Mixture of Cognitive Reasoners: Modular Reasoning with Brain-Like Specialization
Badr AlKhamissi, C. Nicolò De Sabbata, Greta Tuckute, Zeming Chen, Martin Schrimpf, Antoine Bosselut
TL;DR
MiCRo introduces a brain-inspired modular transformer that partitions every layer into four expert modules corresponding to language, logic, social reasoning, and world knowledge. A three-stage curriculum induces specialization, with an initial expert-focused pretraining, router calibration, and end-to-end instruction finetuning, enabling both interpretability and inference-time steering. Empirical results show interpretable routing patterns, causal ablations confirming functional contributions, and strong alignment with human behavior on CogBench, alongside competitive performance on reasoning benchmarks. Overall, MiCRo demonstrates that cognitively grounded modularity yields more transparent, steerable, and human-aligned language models without sacrificing performance, suggesting a scalable path toward brain-aligned AI systems.
Abstract
Human cognitive behavior arises from the interaction of specialized brain networks dedicated to distinct functions, such as language, logic, and social reasoning. Inspired by this organization, we propose Mixture of Cognitive Reasoners (MiCRo): a modular, transformer-based architecture post-trained with a curriculum that induces functional specialization across experts. Concretely, we partition the layers of a pretrained language model into four expert modules aligned with well-studied cognitive networks in the human brain.
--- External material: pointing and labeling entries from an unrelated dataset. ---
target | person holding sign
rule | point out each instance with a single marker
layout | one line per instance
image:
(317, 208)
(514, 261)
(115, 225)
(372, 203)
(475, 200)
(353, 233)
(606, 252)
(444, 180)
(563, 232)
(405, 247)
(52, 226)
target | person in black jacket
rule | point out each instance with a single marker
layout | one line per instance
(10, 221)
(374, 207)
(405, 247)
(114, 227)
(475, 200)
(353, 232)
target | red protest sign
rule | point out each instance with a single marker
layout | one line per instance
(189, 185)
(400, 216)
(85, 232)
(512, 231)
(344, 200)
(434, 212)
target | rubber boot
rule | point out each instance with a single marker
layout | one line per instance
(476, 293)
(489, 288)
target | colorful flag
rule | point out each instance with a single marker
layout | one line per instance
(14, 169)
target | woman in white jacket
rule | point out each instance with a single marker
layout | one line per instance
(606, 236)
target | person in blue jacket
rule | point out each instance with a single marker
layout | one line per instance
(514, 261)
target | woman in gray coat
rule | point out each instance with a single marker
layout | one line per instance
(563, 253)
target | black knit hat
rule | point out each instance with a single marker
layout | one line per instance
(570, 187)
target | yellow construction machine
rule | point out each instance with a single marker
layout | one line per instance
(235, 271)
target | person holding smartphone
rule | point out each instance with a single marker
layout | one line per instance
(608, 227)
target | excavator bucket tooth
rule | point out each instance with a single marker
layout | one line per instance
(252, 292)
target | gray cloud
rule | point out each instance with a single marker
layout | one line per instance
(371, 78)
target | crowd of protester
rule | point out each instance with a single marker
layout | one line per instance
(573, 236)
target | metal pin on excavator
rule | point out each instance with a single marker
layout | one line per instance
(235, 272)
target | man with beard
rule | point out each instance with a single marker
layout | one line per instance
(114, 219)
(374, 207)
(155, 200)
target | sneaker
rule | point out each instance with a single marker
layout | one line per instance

MiCRo offers three key advantages over standard language models. (1) The specialized experts are interpretable and causally meaningful -- ablating a module causes substantial drops on benchmarks requiring its specialized domain. (2) MiCRo's behavior can be dynamically steered at inference time by routing tokens to particular experts (e.g., favoring social over logical reasoning), enabling fine-grained control over outputs. (3) MiCRo outperforms or matches comparable baselines on both machine-learning reasoning benchmarks (e.g., GSM8K, BBH) and alignment to human behavior (CogBench), while maintaining interpretability. Taken together, cognitively grounded functional specialization yields models that are both more human-like and more human-interpretable.